TAMPA, FL-Tampa Bay’s 59.8-million-sf, 13-submarket industrial real estate area is still setting no records but more tenants are beginning to lease space as property owners drop rents and cut deals daily, according to a new market analysis by Colliers Arnold Real Estate Services Inc.

Q3 vacancies are at 15.04%, down 0.45% from second quarter but still above the 8.98% national average. However, net absorption has improved to a positive 364,743 sf from a negative 532,613 sf in the previous period. But counting sublease space, the vacancy mark shoots up to 16.17%, fractionally lower than 16.74% in the second quarter.

“The industrial market has hopefully hit the bottom of this cycle,” at says Colliers Arnold senior research analyst Jeremy Kral. In the report, he projects the market will pick up strongly by the second or third quarter of 2003.

But he fears the fourth quarter may bring negative absorption again. “The instability of the stock market has paralyzed larger companies that remain reluctant to expand space,” Kral says. “Landlords have been cutting rates for three consecutive quarters while trying to attract new tenants, decreasing the average quoted rental rates 20 cents since the first quarter.”

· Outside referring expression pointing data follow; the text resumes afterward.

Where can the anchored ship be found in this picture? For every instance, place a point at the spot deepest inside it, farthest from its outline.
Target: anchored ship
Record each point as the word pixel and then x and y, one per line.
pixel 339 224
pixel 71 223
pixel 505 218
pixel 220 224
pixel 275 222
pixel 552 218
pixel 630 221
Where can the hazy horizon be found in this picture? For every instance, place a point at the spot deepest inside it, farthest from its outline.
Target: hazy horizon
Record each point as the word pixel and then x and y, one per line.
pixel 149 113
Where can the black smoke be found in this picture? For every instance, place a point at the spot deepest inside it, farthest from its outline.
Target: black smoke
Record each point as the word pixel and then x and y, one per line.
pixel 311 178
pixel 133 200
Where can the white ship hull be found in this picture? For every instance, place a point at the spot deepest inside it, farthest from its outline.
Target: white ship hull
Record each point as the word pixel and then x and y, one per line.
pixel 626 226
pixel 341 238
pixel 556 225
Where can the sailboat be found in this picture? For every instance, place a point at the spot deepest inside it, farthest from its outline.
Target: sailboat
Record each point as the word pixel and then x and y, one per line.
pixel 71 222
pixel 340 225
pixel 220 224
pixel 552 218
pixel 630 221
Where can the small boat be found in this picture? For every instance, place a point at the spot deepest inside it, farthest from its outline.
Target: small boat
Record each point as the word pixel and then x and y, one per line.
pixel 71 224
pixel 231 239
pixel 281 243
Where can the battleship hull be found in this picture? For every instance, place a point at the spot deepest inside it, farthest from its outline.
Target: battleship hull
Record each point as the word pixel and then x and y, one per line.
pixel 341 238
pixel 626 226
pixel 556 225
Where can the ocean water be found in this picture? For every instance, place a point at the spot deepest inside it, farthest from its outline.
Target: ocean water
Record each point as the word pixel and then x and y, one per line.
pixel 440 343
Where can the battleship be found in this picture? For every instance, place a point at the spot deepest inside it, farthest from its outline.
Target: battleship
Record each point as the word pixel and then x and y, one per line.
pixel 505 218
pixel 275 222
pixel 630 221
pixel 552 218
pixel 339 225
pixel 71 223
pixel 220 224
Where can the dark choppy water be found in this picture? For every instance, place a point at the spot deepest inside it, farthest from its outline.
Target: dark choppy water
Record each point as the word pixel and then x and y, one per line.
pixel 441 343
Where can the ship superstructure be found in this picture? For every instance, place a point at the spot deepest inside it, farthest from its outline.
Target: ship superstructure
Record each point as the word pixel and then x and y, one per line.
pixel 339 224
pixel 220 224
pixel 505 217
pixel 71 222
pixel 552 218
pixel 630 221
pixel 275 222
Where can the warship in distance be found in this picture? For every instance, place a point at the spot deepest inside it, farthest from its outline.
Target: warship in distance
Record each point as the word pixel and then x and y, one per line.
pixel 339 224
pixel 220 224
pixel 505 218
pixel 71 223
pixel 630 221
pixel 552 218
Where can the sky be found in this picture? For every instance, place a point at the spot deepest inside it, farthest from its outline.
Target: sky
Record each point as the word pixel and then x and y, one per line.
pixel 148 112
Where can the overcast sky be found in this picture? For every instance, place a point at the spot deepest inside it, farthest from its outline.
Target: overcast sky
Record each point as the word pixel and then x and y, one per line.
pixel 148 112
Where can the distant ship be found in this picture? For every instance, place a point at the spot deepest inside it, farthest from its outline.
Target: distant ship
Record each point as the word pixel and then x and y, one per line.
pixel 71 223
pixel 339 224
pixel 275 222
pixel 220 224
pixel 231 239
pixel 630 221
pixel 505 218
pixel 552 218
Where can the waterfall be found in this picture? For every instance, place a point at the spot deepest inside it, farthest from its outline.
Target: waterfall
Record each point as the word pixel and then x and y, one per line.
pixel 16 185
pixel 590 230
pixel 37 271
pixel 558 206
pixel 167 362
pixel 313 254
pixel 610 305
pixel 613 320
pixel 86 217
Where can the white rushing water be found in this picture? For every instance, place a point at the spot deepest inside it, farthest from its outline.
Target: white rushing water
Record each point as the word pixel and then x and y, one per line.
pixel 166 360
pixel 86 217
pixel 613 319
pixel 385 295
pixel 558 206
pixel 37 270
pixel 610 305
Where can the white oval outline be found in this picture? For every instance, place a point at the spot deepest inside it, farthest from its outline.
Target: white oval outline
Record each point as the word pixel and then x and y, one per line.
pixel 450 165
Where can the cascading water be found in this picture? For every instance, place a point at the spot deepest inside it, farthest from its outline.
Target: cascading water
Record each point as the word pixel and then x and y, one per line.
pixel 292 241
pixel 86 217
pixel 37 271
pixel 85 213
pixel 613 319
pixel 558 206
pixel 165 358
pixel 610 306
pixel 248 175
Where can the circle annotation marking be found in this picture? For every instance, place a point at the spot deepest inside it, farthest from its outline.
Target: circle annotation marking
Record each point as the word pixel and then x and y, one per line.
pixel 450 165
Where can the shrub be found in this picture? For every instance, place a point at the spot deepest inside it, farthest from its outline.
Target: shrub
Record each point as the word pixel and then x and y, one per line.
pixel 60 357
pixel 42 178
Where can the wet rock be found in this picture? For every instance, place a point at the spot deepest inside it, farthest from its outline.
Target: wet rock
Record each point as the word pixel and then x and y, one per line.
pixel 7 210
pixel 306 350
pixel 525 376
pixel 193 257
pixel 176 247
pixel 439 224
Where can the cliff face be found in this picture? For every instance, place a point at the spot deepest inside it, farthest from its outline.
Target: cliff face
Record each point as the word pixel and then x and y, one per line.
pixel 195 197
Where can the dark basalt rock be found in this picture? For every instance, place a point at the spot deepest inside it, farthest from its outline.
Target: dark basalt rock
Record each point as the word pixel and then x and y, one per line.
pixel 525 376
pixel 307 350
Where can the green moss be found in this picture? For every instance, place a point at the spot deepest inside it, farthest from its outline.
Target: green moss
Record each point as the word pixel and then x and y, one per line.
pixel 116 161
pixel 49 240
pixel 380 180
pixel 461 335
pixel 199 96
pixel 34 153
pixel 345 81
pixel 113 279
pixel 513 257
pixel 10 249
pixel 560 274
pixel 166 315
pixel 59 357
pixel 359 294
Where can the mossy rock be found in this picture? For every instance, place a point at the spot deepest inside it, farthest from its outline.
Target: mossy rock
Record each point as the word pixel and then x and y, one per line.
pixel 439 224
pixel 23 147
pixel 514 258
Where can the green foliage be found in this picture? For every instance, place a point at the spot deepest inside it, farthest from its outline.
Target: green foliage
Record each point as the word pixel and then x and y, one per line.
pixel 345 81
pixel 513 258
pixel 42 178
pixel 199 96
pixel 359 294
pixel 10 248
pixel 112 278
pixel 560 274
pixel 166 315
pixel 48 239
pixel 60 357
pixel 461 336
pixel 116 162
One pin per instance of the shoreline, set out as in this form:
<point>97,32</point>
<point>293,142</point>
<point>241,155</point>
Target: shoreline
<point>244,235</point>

The average quoted rent is $5.37 per sf, down from $5.46 per sf in the second quarter. “We are finding that while the quoted rates have decreased, concessions such as free rent are still widely available,” Kral says.

Land sales always hold the key to future industrial projects and sales of tracts over five acres are down from prior years in the Tampa Bay market. In Hillsborough County especially, land sales in the first 10 months of this year totaled 140 acres with an average price of $1.75 per sf versus 122 acres priced at an average $1.52 per sf. Sales in 2000 totaled 132 acres compared to 540 acres in 1999.

“Land sales have been largely limited to build-to-suits for the past two years,” Kral says. “Lack of demand rather than oversupply” is the reason.

Additionally, some industrial sites, such as two former business parks in Plant City, FL, changed their land use to residential. “While industrial users/developers will be attracted to the large tracts of fairly inexpensive land, absorption and change of use is reducing that supply,” the Colliers Arnold researcher finds.

Kral projects the Interstate 4 hub will continue to capture demand for super-regional warehouse locations in 2003 and 2004, with the largest users moving into the Central Florida corridor. That means the average size tenant in East Tampa has become smaller.

“Older, less efficient warehouse space within the East Tampa market will require retrofit and division of space, subdividing to compete effectively for smaller tenants,” Kral says. He sees the Gateway and Airport submarkets retaining high occupancy and strong rents because of their limited land supply and other barriers to new construction. “Demand for industrial investment buildings should remain strong throughout 2003l,” Kral predicts.